ニュープロ パッチは、副作用発現回避のため、少量から開始し、1 週間毎に増量し、維持量を定める漸増法で投与する。そのため、本事例のように、初回にもかかわらず、単一規格のニュープロ パッチが、 30 日分の処方が出された場合、疑義照会の必要がある。

疑義照会

「ニュープロ パッチが初めて処方された患者さんの投与日数についてご確認をお願いいたします。この薬は、副作用の発現を回避するため、少量から開始し、1週間毎に維持量まで増量する必要のある薬です。今回、維持量の 9 mg で 30 日分の御処方となっておりますが、初回ですので 4.5 mg から開始して頂き、1 週間毎の漸増処方に変更をお願いいたします。患者さんは、 2 週間後でも受診可能だと仰っております。」
その結果、医師より返答があり、以下に変更となった。

変更後処方

  • マドパー配合錠 4 錠
    1 日 4 回 毎食後と寝る前 14 日分
  • ニュープロ パッチ 4.5 mg
    1 日 1 回 7 日分
  • ニュープロ パッチ 9 mg
    1 日 1 回 7 日分

    (ニュープロ パッチ 9 mg は、ニュープロ パッチ 4.5 mg 貼付終了後より開始)

まとめ

・ドパミン受容体作動薬を他の抗パーキンソン剤と併用した場合、ジスキネジア、幻覚、妄想、錯乱等の精神症状、消化器症状(悪心・嘔吐など)の副作用が発現しやすくなるため、少量から開始し漸増しながら維持用量まで増量する必要がある

解答に必要な医薬品情報

ニュープロ パッチの添付文書
【用法・用量】
●パーキンソン病
〔ニュープロ パッチ 2.25 mg、同パッチ 4.5 mg、同パッチ 9 mg、同パッチ 13.5 mg、同パッチ 18 mg〕
通常、成人にはロチゴチンとして 1 日 1 回 4.5 mg/日から、はじめ、以後経過を観察しながら 1 週間毎に 1 日量として 4.5 mg ずつ増量し、維持量(標準1日量 9 mg~36 mg)を定める。

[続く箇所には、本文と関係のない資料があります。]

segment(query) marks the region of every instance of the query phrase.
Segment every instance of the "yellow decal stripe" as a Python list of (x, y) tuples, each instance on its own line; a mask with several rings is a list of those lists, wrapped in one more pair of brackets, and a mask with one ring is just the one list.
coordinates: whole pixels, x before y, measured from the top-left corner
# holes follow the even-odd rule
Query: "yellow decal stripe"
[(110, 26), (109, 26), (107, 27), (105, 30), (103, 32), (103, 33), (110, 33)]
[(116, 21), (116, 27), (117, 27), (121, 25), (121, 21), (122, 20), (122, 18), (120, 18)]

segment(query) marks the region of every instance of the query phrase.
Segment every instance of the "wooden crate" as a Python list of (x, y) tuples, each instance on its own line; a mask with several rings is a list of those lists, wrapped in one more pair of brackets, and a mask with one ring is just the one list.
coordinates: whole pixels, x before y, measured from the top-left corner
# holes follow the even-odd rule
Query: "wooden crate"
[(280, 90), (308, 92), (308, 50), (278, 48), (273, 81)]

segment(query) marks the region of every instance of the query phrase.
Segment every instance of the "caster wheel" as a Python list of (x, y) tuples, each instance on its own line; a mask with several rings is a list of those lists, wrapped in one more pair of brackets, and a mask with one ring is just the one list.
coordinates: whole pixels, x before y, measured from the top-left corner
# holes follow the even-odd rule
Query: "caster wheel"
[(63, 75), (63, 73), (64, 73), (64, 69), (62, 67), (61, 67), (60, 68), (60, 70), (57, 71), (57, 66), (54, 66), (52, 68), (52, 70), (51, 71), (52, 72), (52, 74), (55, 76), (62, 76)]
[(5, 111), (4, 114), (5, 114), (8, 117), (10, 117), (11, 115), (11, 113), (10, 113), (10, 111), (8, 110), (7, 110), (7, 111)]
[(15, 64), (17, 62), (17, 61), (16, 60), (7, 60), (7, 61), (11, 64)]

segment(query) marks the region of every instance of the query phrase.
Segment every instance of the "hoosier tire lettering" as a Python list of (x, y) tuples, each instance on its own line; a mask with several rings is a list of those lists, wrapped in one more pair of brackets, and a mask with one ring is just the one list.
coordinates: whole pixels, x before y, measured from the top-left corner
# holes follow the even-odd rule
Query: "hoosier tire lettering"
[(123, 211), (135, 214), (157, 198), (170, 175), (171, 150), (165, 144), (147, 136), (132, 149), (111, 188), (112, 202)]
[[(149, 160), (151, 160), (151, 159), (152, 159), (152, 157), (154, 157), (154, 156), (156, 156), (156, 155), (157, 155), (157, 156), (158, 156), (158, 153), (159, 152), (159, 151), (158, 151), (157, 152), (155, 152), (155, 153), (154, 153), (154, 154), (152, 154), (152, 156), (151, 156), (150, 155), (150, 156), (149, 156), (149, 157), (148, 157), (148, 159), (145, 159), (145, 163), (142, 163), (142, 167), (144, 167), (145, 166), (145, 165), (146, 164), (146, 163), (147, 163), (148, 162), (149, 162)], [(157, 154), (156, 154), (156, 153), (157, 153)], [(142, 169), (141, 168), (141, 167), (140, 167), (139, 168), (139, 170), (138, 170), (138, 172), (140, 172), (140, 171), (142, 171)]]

なお、年齢、症状により適宜増減できるが、1 日量は 36 mg を超えないこと。
本剤は肩、上腕部、腹部、側腹部、臀部、大腿部のいずれかの正常な皮膚に貼付し、24 時間毎に貼り替える。

【用法・用量に関連する使用上の注意】
●パーキンソン病
  (1)本剤の投与は、「用法・用量」に従い少量から開始し、幻覚、妄想等の精神症状、消化器症状、血圧等の観察を十分に行い、慎重に維持量(標準 1 日量 9 mg~36 mg)まで増量すること。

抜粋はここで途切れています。